O'Brian married young to a woman who was almost illiterate. Shortly before World War II, after just three years of marriage, he abandoned her and his two children. Perhaps that pain caused him later to pen the haunting words in an Jack Aubrey-Stephen Maturin novel: "You do something profoundly dishonorable and you've killed something, you've killed a part of your honor."
His writing career was interrupted by the war, in which he served first as an ambulance driver in London during the blitz and later as a British intelligence agent.
While working as an ambulance driver, he fell in love with another driver, Mary Tolstoy, the wife of a Russian prince. At the war's end, they both endured bitter divorces and married just 10 days after O'Brian's divorce became final. This second marriage lasted 52 years, until Mary's death in 1998. They spent most of their married life in southern France.
Along with a new wife and life came a new name. Despite some name recognition as Patrick Russ, he officially became O'Brian.
Again he achieved critical success. His book "Testimonies" was praised in the New York Times Book Review as a "rare and beautiful novel." Other reviews compared him favorably with Ernest Hemingway and John Steinbeck.
He put food on the table translating French works into English. He translated most of Simone de Beauvoir's books, and his translation of Henri Charriere's "Papillon" became an international best seller. His biography of Pablo Picasso (whom he knew) is considered one of the best.
Yet O'Brian did not find his literary calling until he wrote "Master and Commander" at age 52.
While he loved researching and writing this historical novel, sales weren't initially overwhelming. O'Brian churned out book after book, most originally selling between 5,000 and 10,000 copies.
Then, on Jan. 6, 1991, the editor of American Heritage wrote in the New York Times Book Review that O'Brian's Aubrey-Maturin books were the "best historical novels ever written." Reviewers in the Chicago Tribune dropped the word "historical" and praised him as "the best novelist in the world." At age 76, he had arrived. Critics compared him not just with C. S. Forester (the creator of the Horatio Hornblower nautical adventures) but with Leo Tolstoy, Jane Austen, Herman Melville and Joseph Conrad.

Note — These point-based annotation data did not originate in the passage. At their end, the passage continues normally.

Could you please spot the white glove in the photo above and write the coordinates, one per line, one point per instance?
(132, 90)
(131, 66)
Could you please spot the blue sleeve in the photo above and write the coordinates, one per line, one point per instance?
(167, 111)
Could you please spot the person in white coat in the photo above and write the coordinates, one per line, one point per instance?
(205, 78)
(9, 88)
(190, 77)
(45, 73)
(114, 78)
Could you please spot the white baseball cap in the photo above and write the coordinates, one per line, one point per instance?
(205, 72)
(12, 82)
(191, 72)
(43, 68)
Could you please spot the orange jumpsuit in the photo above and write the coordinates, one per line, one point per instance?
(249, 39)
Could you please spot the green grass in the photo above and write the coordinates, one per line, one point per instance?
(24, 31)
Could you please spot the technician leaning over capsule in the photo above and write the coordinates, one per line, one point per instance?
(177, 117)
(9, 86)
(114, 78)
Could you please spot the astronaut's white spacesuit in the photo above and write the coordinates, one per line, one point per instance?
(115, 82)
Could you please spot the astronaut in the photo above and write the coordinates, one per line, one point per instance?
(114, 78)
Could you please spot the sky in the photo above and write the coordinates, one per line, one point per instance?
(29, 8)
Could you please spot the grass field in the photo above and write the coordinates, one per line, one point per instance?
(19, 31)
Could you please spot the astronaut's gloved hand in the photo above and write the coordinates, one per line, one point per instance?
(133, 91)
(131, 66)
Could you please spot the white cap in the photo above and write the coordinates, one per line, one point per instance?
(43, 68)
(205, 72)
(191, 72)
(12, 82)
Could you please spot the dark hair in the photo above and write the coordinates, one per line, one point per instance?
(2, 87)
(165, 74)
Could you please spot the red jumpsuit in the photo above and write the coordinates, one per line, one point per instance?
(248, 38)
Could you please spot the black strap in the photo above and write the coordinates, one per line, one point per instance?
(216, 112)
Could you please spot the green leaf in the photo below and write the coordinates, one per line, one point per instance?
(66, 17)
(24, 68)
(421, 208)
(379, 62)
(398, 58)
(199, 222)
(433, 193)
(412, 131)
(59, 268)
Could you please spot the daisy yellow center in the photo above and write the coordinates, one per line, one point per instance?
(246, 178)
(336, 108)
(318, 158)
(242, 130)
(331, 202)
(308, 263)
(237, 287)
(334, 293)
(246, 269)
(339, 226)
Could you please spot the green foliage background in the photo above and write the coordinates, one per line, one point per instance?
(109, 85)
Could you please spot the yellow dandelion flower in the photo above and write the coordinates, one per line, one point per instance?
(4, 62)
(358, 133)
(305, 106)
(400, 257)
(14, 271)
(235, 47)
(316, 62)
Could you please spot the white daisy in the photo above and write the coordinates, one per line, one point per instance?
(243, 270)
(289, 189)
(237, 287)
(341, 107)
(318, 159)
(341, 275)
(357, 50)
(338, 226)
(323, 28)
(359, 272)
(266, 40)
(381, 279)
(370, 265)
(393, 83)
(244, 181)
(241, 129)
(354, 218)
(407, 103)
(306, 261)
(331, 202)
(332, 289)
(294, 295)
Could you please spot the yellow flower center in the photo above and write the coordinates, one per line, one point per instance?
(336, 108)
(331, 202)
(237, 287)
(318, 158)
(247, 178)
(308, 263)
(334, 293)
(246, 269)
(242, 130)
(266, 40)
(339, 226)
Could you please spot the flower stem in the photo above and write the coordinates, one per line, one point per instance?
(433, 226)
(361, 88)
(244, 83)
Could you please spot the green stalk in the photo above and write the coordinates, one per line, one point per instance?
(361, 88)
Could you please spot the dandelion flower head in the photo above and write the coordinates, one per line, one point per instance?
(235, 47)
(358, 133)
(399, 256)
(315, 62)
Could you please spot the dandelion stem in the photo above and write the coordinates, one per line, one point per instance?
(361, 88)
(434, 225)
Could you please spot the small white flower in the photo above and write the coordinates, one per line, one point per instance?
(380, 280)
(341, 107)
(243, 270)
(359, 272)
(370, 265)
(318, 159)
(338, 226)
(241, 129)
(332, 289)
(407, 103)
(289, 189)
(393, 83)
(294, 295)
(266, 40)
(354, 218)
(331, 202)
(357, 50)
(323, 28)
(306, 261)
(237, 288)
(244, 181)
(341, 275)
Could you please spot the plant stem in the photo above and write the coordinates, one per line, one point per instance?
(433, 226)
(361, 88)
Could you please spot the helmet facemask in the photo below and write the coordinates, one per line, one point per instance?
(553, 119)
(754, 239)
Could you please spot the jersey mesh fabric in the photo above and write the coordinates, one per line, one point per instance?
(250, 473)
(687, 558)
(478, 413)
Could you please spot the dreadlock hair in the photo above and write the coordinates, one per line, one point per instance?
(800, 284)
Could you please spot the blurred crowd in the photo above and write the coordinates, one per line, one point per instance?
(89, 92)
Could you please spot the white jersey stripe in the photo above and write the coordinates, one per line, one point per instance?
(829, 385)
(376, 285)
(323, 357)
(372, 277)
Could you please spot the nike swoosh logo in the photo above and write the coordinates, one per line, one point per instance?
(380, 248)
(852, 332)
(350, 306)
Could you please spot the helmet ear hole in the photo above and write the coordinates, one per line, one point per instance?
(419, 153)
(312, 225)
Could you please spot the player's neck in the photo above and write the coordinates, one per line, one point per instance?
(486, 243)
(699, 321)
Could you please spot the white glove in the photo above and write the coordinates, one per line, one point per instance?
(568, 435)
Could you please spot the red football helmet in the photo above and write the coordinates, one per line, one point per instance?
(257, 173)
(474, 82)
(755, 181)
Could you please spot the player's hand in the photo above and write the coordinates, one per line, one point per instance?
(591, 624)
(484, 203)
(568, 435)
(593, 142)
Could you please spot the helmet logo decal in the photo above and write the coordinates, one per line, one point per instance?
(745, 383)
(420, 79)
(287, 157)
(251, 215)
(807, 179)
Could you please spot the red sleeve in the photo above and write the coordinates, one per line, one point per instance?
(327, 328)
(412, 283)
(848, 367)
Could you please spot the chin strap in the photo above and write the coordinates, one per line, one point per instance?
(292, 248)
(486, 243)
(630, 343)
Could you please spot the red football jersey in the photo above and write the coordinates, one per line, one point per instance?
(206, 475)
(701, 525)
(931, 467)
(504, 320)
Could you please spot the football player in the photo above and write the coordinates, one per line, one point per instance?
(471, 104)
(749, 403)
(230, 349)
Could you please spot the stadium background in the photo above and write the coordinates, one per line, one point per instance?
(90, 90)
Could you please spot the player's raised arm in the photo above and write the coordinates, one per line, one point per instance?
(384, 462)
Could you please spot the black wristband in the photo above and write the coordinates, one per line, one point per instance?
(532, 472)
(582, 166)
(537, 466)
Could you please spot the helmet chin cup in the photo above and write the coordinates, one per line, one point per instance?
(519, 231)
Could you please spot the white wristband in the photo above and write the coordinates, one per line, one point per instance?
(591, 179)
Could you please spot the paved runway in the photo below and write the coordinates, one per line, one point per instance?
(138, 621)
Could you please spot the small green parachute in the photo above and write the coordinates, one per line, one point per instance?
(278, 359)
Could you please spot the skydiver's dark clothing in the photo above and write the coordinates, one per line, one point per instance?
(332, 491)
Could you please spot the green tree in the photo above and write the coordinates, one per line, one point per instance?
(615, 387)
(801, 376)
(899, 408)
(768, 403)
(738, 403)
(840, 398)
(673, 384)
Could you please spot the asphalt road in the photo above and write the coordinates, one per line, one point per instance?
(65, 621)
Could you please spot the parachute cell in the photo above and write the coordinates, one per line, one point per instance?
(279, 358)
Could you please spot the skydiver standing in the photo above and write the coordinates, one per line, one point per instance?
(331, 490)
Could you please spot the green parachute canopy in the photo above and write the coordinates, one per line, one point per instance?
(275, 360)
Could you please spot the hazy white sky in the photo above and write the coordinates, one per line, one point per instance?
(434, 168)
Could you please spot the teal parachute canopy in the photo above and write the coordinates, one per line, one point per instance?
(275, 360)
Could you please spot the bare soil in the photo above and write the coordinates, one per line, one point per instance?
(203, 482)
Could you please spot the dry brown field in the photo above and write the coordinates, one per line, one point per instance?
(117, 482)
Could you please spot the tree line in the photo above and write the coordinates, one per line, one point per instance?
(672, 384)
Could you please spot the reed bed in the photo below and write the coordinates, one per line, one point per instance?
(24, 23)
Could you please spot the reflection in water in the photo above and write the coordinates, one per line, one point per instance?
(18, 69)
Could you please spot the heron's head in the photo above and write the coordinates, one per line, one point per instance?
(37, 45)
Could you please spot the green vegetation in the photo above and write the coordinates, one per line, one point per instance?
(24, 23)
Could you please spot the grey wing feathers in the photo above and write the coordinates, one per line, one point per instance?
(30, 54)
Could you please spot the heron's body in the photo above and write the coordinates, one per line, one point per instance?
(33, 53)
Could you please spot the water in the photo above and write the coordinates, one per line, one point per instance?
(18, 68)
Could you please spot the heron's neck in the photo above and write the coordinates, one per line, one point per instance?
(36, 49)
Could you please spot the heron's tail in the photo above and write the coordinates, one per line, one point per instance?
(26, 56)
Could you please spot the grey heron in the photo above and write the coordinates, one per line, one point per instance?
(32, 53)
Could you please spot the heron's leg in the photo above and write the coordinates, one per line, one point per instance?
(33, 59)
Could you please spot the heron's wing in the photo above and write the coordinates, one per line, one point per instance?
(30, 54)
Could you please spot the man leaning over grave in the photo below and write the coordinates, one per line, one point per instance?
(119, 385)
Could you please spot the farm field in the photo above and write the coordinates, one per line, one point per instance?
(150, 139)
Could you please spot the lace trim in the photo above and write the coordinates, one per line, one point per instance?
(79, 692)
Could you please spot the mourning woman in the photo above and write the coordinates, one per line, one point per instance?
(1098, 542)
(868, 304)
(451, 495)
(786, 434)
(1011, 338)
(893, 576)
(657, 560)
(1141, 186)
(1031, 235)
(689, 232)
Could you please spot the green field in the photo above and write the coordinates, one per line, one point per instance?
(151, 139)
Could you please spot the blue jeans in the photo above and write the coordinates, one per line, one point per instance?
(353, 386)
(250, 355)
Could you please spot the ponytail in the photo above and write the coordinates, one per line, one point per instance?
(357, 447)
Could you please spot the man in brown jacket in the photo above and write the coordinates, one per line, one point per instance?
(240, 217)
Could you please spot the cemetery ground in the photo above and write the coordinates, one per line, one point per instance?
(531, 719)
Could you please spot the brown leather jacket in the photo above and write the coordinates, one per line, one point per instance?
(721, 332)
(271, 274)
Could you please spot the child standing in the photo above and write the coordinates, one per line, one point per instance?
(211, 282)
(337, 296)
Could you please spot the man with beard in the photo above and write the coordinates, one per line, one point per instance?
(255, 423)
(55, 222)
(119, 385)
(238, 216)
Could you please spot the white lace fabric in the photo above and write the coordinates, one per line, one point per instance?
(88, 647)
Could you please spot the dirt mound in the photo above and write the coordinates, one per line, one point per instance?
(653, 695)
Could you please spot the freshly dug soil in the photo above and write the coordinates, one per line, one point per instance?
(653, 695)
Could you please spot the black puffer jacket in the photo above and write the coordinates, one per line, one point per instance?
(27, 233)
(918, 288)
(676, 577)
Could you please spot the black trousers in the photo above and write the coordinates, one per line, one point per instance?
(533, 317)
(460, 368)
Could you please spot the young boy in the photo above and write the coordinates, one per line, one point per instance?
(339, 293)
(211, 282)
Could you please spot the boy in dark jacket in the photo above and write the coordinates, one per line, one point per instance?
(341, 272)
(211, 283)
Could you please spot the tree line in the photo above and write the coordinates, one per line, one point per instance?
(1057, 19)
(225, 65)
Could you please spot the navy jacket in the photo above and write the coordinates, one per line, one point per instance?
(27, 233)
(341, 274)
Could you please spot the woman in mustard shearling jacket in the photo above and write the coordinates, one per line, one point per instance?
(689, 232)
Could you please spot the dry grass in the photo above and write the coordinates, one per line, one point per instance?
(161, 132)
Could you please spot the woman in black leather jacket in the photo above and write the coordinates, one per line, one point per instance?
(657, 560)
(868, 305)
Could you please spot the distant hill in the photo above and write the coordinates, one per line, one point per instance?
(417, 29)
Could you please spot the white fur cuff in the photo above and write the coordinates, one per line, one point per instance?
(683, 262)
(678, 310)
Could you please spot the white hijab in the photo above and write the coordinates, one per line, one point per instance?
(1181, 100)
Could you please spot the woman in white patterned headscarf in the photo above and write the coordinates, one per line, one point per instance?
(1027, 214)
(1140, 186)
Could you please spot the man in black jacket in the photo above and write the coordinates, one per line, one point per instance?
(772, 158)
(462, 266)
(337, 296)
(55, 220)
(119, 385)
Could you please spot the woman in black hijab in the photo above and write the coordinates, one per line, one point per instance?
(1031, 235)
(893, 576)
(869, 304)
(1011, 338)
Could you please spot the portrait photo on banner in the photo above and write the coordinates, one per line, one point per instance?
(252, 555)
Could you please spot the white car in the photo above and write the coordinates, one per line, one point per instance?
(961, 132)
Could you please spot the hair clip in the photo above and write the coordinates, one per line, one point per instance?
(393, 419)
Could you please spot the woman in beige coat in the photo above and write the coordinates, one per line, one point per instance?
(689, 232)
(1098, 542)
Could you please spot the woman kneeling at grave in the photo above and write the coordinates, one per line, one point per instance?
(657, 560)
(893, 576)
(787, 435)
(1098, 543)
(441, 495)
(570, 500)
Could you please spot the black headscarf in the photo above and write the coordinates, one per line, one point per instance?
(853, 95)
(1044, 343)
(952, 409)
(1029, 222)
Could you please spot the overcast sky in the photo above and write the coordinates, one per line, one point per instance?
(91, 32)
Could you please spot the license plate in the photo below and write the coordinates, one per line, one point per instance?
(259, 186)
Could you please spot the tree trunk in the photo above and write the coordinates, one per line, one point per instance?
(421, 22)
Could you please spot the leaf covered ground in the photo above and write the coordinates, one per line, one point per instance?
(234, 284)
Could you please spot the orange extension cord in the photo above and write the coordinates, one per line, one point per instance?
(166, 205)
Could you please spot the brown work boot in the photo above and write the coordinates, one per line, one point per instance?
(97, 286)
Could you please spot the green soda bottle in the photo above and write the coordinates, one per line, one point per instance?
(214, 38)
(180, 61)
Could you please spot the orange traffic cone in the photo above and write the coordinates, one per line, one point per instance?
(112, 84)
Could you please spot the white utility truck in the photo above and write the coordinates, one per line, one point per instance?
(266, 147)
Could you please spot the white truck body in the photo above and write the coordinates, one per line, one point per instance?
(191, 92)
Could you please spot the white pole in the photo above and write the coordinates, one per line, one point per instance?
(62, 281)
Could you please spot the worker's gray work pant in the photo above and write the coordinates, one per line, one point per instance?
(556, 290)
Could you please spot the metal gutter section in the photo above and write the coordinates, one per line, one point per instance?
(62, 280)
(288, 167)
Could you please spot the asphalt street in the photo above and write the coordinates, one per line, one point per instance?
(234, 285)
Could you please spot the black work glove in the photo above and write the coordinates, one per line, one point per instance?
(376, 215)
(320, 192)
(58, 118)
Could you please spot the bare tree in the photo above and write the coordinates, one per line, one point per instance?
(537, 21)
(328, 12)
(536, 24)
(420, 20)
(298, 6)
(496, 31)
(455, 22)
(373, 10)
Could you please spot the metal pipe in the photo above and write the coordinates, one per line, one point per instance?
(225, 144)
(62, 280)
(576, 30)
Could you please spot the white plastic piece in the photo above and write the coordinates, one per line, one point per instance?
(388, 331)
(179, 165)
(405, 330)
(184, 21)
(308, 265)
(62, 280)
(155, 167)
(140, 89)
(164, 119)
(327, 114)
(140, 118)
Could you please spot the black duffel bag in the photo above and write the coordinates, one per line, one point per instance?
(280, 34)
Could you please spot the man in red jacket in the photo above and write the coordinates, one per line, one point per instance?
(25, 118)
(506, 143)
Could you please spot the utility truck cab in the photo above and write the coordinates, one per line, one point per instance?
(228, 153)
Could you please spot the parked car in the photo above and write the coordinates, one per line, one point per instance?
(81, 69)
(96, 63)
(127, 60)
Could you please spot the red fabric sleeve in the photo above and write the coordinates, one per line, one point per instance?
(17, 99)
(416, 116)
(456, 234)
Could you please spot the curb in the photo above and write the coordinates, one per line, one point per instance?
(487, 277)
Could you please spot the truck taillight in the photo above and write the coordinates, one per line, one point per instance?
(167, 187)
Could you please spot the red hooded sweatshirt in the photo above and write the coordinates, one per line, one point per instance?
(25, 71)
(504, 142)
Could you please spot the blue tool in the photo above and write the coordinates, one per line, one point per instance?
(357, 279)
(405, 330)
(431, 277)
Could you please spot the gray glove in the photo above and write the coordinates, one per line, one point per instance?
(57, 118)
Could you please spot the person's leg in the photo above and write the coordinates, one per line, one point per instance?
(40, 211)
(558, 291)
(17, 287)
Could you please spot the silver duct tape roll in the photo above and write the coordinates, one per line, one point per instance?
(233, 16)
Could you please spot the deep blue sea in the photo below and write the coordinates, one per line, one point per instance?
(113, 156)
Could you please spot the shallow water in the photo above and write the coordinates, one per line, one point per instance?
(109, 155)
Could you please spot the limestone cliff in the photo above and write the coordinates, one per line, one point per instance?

In a phenomenal burst of late-life creativity, he wrote the last 11 Master and Commander" books between the ages of 70 and 85. After years of writing in near obscurity, the publication of an O'Brian novel became a semi-annual literary event in London, and his books were fixtures on British and American best-seller lists. The director of development at the San Diego Maritime Museum even named a son after Jack Aubrey.
In 1995, with 17 Aubrey-Maturin novels written and three still to come, O'Brian met his main character's namesake during a book tour in the United States. He took the boy in his arms, lifted him into the air, and said, smiling, "Oh, Jack Aubrey, I have waited so long and traveled so far to meet you!"